The criteria used for final inclusion of patient samples in this study included: a minimum of 80% leukemic blasts, sufficient (2.5 g) total RNA of high quality, high quality cRNA, probe array image inspection, B2 oligonucleotide staining (used for Array grid alignment), and high quality of array hybridization for cRNA that has undergone double amplification (GAPDH value > 1800; >10% expressed genes; and 3’/5’ amplification ratios < 4). Of 311 pediatric ALL cases initially selected for the case-control study, 254 patient samples were ultimately retained. Unfortunately, one case-control cohort (hypodiploidy) had insufficient sample numbers, preventing our effective modeling of that group. Samples were excluded due to insufficient or poor quality RNA (13 cases); < 80% blasts (24 cases); or poor quality array hybridization (20 cases). Thus, high quality gene expression data was obtained on 254/274 (93%) cases that underwent array hybridization. All Affymetrix microarray signal and CEL data, together with covariate clinical, cytogenetic, and annotated experimental information is available at the National Cancer Institute Cancer Array Informatics website ( Experiment ID 1015897590271440).
Computational Analysis
The 254 patient dataset was first pre-processed by the removal of control probe sets (AFFX accession IDs), and probe sets with no “present” calls, as determined by the Affymetrix MAS 5.0 statistical software. After this process, 8,943 of the original 12,625 Affymetrix HG_U95Av2 probe sets were retained for analysis. Next a base-10 logarithmic transformation of the gene expression data was performed. This logarithmic transformation scales the data to assist in visualizations, remedies right-skewed distributions and makes error components additive (7). Log transformation was used for all data analysis methods except VxInsight, which used Savage scores instead (8).
We analyzed the processed gene expression data in two steps. First, we used unsupervised methods, including Principal Component Analysis (9, 10) (PCA) and VxInsight (11-14), a data visualization environment with a clustering algorithm based on force-directed graph layout.

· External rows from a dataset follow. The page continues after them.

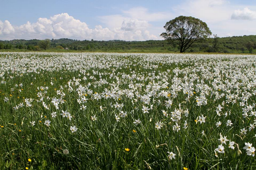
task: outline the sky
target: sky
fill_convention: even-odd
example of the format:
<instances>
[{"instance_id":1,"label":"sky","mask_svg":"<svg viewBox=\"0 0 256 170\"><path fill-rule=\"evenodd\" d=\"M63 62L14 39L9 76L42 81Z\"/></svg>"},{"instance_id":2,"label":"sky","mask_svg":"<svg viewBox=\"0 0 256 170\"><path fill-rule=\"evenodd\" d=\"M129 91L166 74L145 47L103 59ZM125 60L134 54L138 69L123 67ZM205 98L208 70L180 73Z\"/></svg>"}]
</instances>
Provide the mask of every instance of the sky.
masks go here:
<instances>
[{"instance_id":1,"label":"sky","mask_svg":"<svg viewBox=\"0 0 256 170\"><path fill-rule=\"evenodd\" d=\"M256 35L254 0L1 0L0 40L162 40L180 15L220 37Z\"/></svg>"}]
</instances>

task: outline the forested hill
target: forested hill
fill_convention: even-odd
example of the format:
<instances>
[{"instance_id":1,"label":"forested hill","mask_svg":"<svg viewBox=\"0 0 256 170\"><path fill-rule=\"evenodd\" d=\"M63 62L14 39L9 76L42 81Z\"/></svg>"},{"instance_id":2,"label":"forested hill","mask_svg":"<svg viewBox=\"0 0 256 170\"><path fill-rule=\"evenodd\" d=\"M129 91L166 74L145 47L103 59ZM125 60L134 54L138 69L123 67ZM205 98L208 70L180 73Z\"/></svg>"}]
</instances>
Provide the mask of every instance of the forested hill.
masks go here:
<instances>
[{"instance_id":1,"label":"forested hill","mask_svg":"<svg viewBox=\"0 0 256 170\"><path fill-rule=\"evenodd\" d=\"M0 50L44 51L45 50L39 45L40 41L36 39L0 41ZM79 41L62 38L52 39L50 41L49 45L46 48L48 51L164 53L179 51L178 46L165 40ZM193 44L186 52L254 53L256 53L255 49L256 35L244 35L207 38L204 42Z\"/></svg>"}]
</instances>

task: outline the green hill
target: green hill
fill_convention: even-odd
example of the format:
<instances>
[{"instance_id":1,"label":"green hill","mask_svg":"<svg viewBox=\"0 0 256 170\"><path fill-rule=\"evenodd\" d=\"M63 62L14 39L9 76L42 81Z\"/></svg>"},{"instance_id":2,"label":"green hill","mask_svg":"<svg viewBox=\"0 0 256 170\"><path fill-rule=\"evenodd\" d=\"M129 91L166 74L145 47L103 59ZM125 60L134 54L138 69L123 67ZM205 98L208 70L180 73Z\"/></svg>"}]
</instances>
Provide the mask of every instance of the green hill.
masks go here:
<instances>
[{"instance_id":1,"label":"green hill","mask_svg":"<svg viewBox=\"0 0 256 170\"><path fill-rule=\"evenodd\" d=\"M256 35L218 38L216 41L217 43L214 44L214 38L206 39L203 43L192 44L186 52L248 53L251 48L251 52L253 53L253 50L256 49ZM36 39L0 41L0 50L43 50L38 46L40 41ZM179 51L178 46L165 40L97 41L61 38L52 39L50 41L48 51L163 53Z\"/></svg>"}]
</instances>

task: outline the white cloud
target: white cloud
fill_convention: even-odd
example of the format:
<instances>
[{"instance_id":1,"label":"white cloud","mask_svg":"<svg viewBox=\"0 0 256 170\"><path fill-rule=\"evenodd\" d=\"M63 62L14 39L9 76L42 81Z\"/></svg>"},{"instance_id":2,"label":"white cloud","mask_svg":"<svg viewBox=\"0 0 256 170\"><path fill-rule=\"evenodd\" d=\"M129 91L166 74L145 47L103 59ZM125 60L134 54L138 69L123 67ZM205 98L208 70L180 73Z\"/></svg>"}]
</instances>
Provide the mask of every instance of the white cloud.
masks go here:
<instances>
[{"instance_id":1,"label":"white cloud","mask_svg":"<svg viewBox=\"0 0 256 170\"><path fill-rule=\"evenodd\" d=\"M0 20L0 35L10 34L14 31L14 28L9 21L5 20L3 22Z\"/></svg>"},{"instance_id":2,"label":"white cloud","mask_svg":"<svg viewBox=\"0 0 256 170\"><path fill-rule=\"evenodd\" d=\"M150 12L148 10L143 7L137 7L123 11L125 16L130 18L148 21L157 21L170 20L173 15L166 12Z\"/></svg>"},{"instance_id":3,"label":"white cloud","mask_svg":"<svg viewBox=\"0 0 256 170\"><path fill-rule=\"evenodd\" d=\"M210 2L209 4L210 6L218 6L229 4L229 1L226 0L214 0Z\"/></svg>"},{"instance_id":4,"label":"white cloud","mask_svg":"<svg viewBox=\"0 0 256 170\"><path fill-rule=\"evenodd\" d=\"M235 10L231 16L233 19L252 20L256 19L256 11L252 11L247 7L242 10Z\"/></svg>"},{"instance_id":5,"label":"white cloud","mask_svg":"<svg viewBox=\"0 0 256 170\"><path fill-rule=\"evenodd\" d=\"M119 27L110 30L98 25L89 28L86 24L67 13L56 15L49 18L39 18L37 21L28 21L19 26L12 26L8 21L0 21L0 39L44 39L67 38L79 40L143 41L156 39L157 36L146 30L148 22L137 19L124 19Z\"/></svg>"},{"instance_id":6,"label":"white cloud","mask_svg":"<svg viewBox=\"0 0 256 170\"><path fill-rule=\"evenodd\" d=\"M145 29L149 26L146 21L139 20L137 19L124 19L121 28L124 31Z\"/></svg>"}]
</instances>

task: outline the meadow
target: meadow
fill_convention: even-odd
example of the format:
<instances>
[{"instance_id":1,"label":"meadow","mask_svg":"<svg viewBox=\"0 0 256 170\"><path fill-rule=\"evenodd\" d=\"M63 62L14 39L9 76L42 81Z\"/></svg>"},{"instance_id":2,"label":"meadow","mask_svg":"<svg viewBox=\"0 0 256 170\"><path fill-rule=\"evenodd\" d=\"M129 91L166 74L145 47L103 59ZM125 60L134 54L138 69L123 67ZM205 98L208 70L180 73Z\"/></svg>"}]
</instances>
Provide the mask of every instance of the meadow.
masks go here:
<instances>
[{"instance_id":1,"label":"meadow","mask_svg":"<svg viewBox=\"0 0 256 170\"><path fill-rule=\"evenodd\" d=\"M255 169L255 64L1 52L0 169Z\"/></svg>"}]
</instances>

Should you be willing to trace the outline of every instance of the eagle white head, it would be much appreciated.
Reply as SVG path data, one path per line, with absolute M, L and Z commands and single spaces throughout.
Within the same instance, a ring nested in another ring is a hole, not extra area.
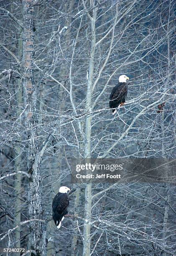
M 119 77 L 119 81 L 120 83 L 126 83 L 127 80 L 129 80 L 130 78 L 125 75 L 122 75 Z
M 61 187 L 59 191 L 60 193 L 66 193 L 67 194 L 70 191 L 70 189 L 69 188 L 67 187 Z

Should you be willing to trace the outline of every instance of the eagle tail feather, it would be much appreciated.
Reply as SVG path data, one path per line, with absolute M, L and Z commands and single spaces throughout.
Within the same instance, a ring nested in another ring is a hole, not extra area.
M 112 112 L 112 115 L 115 115 L 116 113 L 117 113 L 117 110 L 116 110 L 116 109 L 113 112 Z
M 61 226 L 61 221 L 60 222 L 60 223 L 59 224 L 59 225 L 57 226 L 57 228 L 59 229 L 59 228 L 60 228 Z

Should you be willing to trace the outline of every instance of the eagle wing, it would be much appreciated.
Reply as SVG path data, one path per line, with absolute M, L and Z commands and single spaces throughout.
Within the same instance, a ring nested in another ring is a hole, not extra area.
M 126 83 L 119 83 L 113 88 L 110 96 L 110 107 L 117 108 L 122 102 L 125 102 L 125 97 L 128 92 Z
M 59 193 L 54 197 L 52 204 L 53 211 L 61 214 L 69 205 L 69 199 L 66 193 Z

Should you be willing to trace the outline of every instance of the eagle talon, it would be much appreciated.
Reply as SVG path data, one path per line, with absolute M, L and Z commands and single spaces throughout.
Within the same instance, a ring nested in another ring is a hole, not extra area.
M 125 97 L 128 92 L 127 80 L 129 78 L 125 75 L 122 75 L 119 78 L 119 83 L 113 88 L 110 96 L 110 108 L 111 113 L 114 115 L 117 109 L 124 106 L 125 102 Z

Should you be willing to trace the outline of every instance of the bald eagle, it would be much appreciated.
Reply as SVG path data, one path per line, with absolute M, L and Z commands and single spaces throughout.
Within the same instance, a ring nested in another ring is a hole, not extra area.
M 118 108 L 120 105 L 122 105 L 125 102 L 125 97 L 128 92 L 127 80 L 129 78 L 125 75 L 119 77 L 119 83 L 113 88 L 110 96 L 110 108 L 111 108 L 111 113 L 114 115 L 117 110 L 115 109 Z
M 67 193 L 70 191 L 67 187 L 61 187 L 58 194 L 54 197 L 52 205 L 53 218 L 57 228 L 60 228 L 64 215 L 68 213 L 69 199 Z

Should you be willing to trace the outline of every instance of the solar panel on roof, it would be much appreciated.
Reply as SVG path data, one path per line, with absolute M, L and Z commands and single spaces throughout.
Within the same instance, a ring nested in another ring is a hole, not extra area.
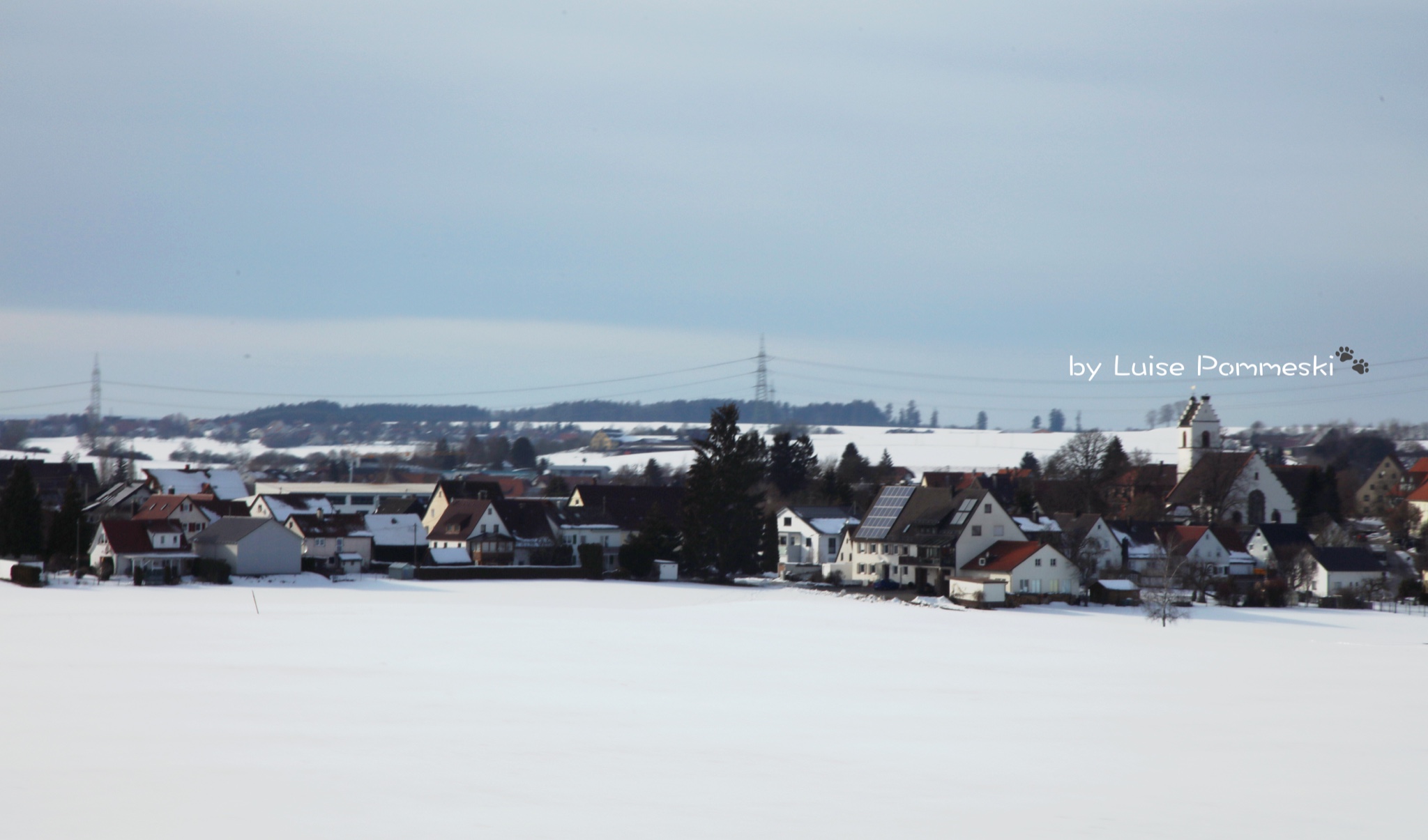
M 912 497 L 912 490 L 915 487 L 884 487 L 883 493 L 878 493 L 877 501 L 873 503 L 873 510 L 864 517 L 863 526 L 855 534 L 860 540 L 881 540 L 888 536 L 892 529 L 892 523 L 897 517 L 902 514 L 902 509 L 907 507 L 907 500 Z

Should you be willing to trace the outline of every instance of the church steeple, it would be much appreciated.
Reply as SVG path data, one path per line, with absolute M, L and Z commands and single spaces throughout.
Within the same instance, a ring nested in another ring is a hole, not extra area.
M 1198 400 L 1194 393 L 1190 394 L 1190 403 L 1180 416 L 1177 431 L 1180 431 L 1177 441 L 1180 464 L 1175 470 L 1178 480 L 1184 479 L 1207 451 L 1220 449 L 1220 417 L 1210 407 L 1210 394 Z

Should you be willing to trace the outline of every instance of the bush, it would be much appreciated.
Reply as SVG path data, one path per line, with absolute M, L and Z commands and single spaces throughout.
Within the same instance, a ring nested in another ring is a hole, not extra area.
M 605 550 L 603 546 L 585 543 L 580 547 L 580 566 L 591 580 L 601 580 L 605 571 Z
M 224 560 L 198 557 L 193 561 L 193 574 L 204 583 L 233 583 L 228 580 L 233 569 Z
M 44 576 L 37 566 L 11 566 L 10 581 L 20 586 L 44 586 Z

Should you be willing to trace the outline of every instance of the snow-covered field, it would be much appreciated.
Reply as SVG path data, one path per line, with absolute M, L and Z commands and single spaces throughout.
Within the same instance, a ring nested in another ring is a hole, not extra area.
M 598 424 L 585 423 L 587 427 Z M 608 426 L 633 429 L 650 427 L 651 423 L 610 423 Z M 677 427 L 677 424 L 671 424 Z M 767 426 L 754 426 L 767 431 Z M 890 433 L 883 426 L 835 426 L 837 434 L 810 434 L 818 459 L 837 459 L 850 443 L 857 444 L 863 457 L 877 463 L 883 450 L 888 450 L 892 463 L 910 467 L 915 473 L 924 470 L 995 470 L 1015 467 L 1024 453 L 1032 453 L 1041 460 L 1071 440 L 1072 431 L 1030 433 L 1030 431 L 978 431 L 974 429 L 920 429 L 915 433 Z M 1152 461 L 1175 463 L 1175 430 L 1151 429 L 1142 431 L 1117 431 L 1125 450 L 1144 449 Z M 693 454 L 688 450 L 654 454 L 604 456 L 587 451 L 555 453 L 553 464 L 603 464 L 613 470 L 623 466 L 644 466 L 651 457 L 665 466 L 688 466 Z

Unsupervised methods allow the discovery and visualization of unknown groups and relationships in the data. Our data was visualized using the first three principal components of PCA, as well as the layout given by VxInsight. Second, the dataset was subjected to various supervised learning techniques. Supervised techniques require the division of the dataset into a training and test set. The 254 patient dataset was divided into a 167 patient training set and an 87 patient test set. The training set was selected at random but was balanced so that the distribution of known karyotypes (including t(12;21)[TEL-AML1], t(4;11)[AF4-MLL], t(1;19)[E2A-PBX1], t(9;22)[BCR-ABL], and hyperdiploid>50) was representative of the entire dataset.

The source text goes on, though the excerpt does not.